DynamicCRUDPage is the table + create/edit/view dialogs + actions, all driven by /api/metadata/table/:model and /api/dynamic/:model. The sidebar is built from the addon manifests' navigation contributions — useNavigation resolves the nav tree, gated per user. To contribute addon-provided React, render <Slot name="..." />.

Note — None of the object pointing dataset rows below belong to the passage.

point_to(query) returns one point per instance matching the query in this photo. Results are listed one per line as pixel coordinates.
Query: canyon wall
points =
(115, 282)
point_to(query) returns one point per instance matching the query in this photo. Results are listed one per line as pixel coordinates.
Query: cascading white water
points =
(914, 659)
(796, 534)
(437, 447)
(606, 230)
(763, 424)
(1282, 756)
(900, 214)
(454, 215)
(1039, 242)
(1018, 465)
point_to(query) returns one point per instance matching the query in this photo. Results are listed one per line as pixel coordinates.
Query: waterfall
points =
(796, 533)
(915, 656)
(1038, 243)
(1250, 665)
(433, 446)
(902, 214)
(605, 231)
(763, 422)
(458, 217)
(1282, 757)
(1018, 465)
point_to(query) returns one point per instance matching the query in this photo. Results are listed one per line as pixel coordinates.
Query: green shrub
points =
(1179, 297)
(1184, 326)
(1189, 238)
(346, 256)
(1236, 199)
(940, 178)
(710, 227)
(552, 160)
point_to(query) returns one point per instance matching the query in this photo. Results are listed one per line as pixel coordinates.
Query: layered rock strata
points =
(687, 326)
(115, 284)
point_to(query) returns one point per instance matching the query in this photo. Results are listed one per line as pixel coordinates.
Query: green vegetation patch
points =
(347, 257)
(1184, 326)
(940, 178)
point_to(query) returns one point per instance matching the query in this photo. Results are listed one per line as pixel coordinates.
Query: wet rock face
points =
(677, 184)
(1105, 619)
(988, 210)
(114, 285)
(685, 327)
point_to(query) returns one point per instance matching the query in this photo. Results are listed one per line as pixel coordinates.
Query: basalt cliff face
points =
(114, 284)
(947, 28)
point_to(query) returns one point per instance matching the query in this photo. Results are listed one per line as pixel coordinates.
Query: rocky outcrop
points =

4. Tailwind, CSS, branding

The SDK ships design tokens via @asteby/metacore-theme (Tailwind v4 preset, oklch tokens, dark mode). When consuming the SDK packages, declare them as Tailwind sources so their utility classes survive purging — otherwise addon UIs render unstyled:

css
/* styles/index.css */
@import "tailwindcss";
@source "../node_modules/@asteby/metacore-runtime-react";
@source "../node_modules/@asteby/metacore-ui";

This is one of the most-skipped steps. The starter's @asteby/metacore-starter-config ships the shared Vite/Tailwind/TS config — including metacoreOptimizeDeps, which Vite needs to pre-bundle linked @asteby/metacore-* packages.

5. Auth + identity

The kernel stays neutral on auth. A host typically:

  1. Hosts its own sign-in (@asteby/metacore-auth ships login/signup/forgot pages and guards for TanStack Router).
  2. Issues a JWT or session.
  3. Sends it on every request via the API client's getToken.
  4. Verifies it in the backend; the kernel's AuthUserProvider resolves user/org/roles for every CRUD call.

6. Production checklist

  • HTTPS / TLS termination in front of the Go binary
  • A real database (Postgres) with backups
  • Bundle signing keys managed via your secret store
  • Observability — the kernel exposes /api/metrics
  • Health checks and readiness probes
  • Build the frontend with the right VITE_API_URL for the target (the appliance/relative-API gotcha bites here)

Common host shapes

ShapeWhat it does
Operator panelHow internal teams use installed addons day-to-day — lists, forms, dashboards, action buttons.
Marketplace + adminDiscovery, install, upgrade, billing, audit, configuration of addons.
Customer-facing portalEnd-user surface, often with marketing copy and a more constrained layout than an operator panel.
Embedded adminA "settings" or "admin" section in an existing SaaS that picks up addons without per-section code.
Per-vertical UXA layout tailored to a domain — healthcare, fintech, logistics, etc.

Whichever shape you build, the host is a pure SDK consumer with its own auth + layout. It has no per-addon code.

Metacore is open-source. Apache-2.0.